Los pequeños productores del sector de Chiurán, caserío Cárap, distrito de Pamparomás, provincia Huaylas, región Ancash, cosecharon 1.5 toneladas de arveja Usui (Pisum sativum L), gracias a una escuela de campo que implementó el Servicio para el Desarrollo Integral Rural (Sedir) para mejorar la productividad de este cultivo y, de esa forma, obtener mayores ingresos.
La siembra se realizó en abril y durante tres meses los agricultores aprendieron sobre el manejo de plagas y enfermedades que generan daños graves a la planta. El Oidium, por ejemplo, es un hongo que ataca las hojas y afecta a la formación de vainas.
“Los trips son conocidos como ‘piojo de arveja’ y seca las hojas, mientras que la arañita roja daña sus nervaduras. Todo eso es lo que hemos enseñado”, comentó el técnico de Sedir, Wilmer Alegre.
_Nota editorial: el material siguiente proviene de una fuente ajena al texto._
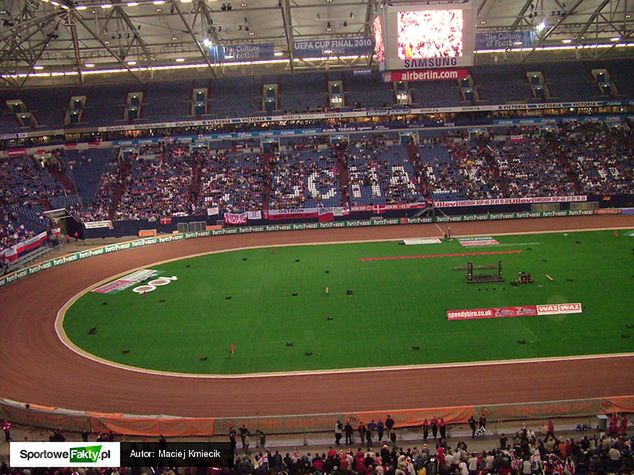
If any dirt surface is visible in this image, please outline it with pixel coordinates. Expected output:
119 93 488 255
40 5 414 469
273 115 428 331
0 216 634 417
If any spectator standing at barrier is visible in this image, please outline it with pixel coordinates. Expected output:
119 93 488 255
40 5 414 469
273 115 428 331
608 414 619 435
357 422 368 444
423 419 429 440
479 416 487 429
240 424 249 449
390 430 396 450
335 421 343 445
229 429 238 452
343 421 354 445
467 416 478 439
255 429 266 449
2 419 11 442
385 414 394 437
430 416 438 439
376 419 385 443
368 419 376 439
620 414 627 437
438 417 447 440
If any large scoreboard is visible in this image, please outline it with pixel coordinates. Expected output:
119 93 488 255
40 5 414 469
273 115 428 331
372 0 475 71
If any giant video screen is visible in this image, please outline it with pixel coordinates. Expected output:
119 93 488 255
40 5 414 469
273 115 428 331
397 10 463 59
372 16 385 63
374 0 475 71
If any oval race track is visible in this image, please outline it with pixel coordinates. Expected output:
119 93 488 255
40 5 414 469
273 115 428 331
0 216 634 417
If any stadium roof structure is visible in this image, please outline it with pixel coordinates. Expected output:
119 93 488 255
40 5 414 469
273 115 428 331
0 0 634 88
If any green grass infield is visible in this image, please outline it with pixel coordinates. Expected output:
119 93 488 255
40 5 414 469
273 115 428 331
63 231 634 374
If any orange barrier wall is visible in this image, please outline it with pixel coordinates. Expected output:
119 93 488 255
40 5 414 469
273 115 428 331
0 396 634 437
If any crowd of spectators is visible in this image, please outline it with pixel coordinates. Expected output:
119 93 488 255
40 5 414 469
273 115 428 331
229 415 634 475
0 209 36 251
269 144 342 209
114 147 193 221
345 141 422 205
198 149 265 213
0 122 634 234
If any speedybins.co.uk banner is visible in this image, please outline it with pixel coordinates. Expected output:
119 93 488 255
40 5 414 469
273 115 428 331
9 442 121 468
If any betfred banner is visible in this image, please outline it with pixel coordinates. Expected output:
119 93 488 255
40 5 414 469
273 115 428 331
9 442 121 468
383 69 469 82
458 237 500 247
84 221 112 229
223 212 249 224
447 303 582 320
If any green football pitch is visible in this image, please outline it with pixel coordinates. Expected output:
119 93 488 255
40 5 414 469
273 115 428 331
63 231 634 374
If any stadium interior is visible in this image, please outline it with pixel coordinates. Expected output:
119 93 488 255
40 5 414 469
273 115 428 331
0 0 634 475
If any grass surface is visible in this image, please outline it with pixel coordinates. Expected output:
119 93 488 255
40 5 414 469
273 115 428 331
64 231 634 374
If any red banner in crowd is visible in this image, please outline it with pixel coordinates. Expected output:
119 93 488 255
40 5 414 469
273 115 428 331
434 195 588 208
0 232 46 261
350 203 427 214
223 211 249 224
265 210 319 221
447 303 582 320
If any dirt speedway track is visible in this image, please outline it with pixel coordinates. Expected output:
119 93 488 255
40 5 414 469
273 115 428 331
0 216 634 417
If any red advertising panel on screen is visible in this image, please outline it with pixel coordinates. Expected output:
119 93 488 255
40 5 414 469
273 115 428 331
383 69 469 82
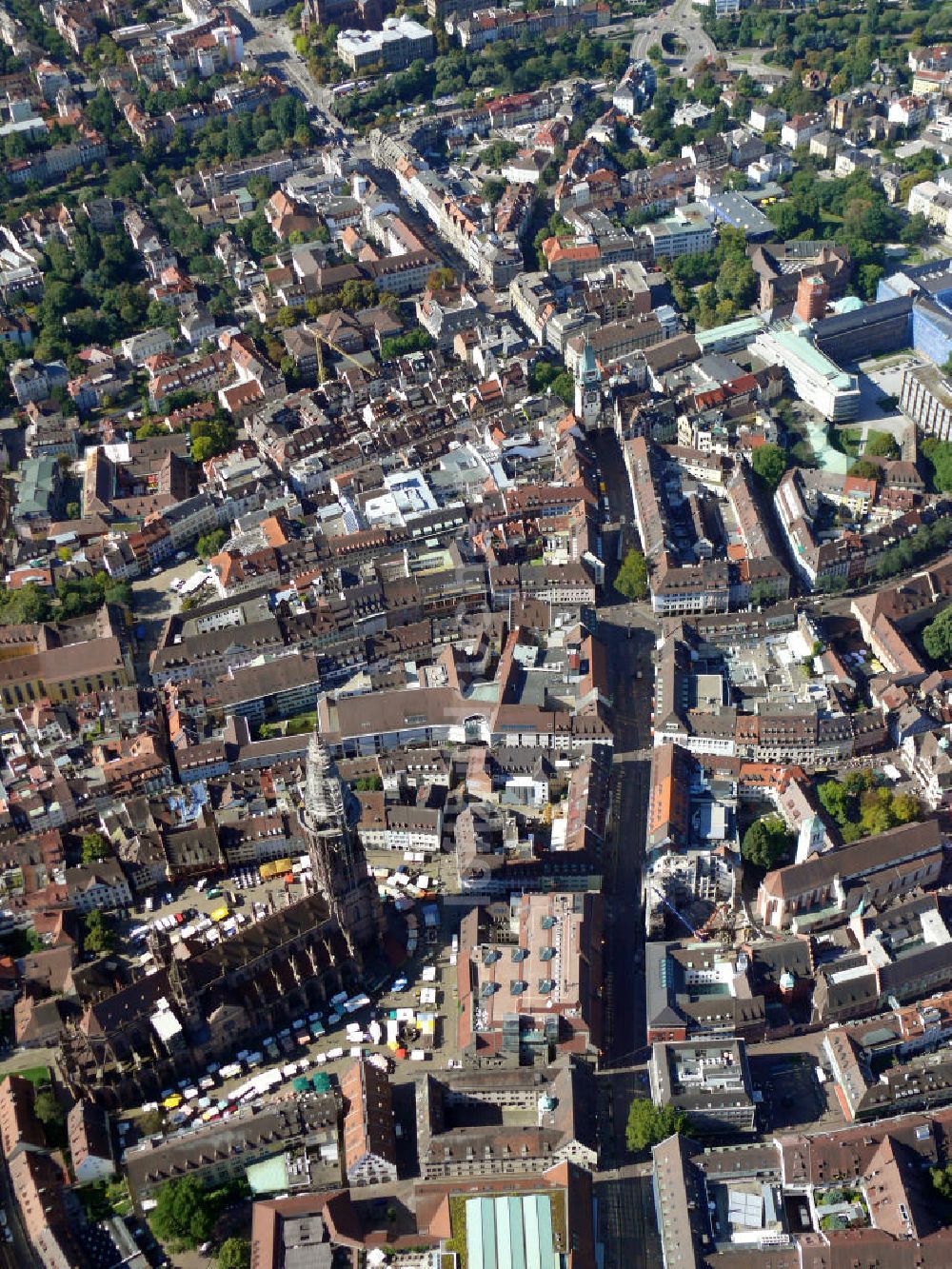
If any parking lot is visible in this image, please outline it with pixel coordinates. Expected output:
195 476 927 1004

En la escuela de campo, los productores también aprendieron sobre la distancia promedio de 40 centímetros que debe haber entre planta y de 80 centímetros entre surco para un buen manejo y rendimiento del cultivo. Una separación entre plantas sin la distancia correcta podría generar que las vainas se aplasten mutuamente lo que afectaría su desarrollo. Los agricultores de Chiurán pueden sembrar hasta dos veces por año la arveja Usui.
Economía
La leguminosa es uno de los principales cultivos del distrito de Pamparomás, específicamente del río Loco, que genera importantes ingresos económicos. El kilo en chacra actualmente llega a los S/2.2 y que luego se vende en los mercados de Caraz y Chimbote.
Sedir entregó semillas certificada a los productores y, además, brinda conocimientos en temas de gestión de costos de todo el manejo del cultivo con la finalidad de estimar cuánto de ganancias obtendrán en cada cosecha.
Las actividades de Sedir se desarrollan en el marco del proyecto de cooperación con la Fundación Servicio de Liechtenstein para el Desarrollo (LED).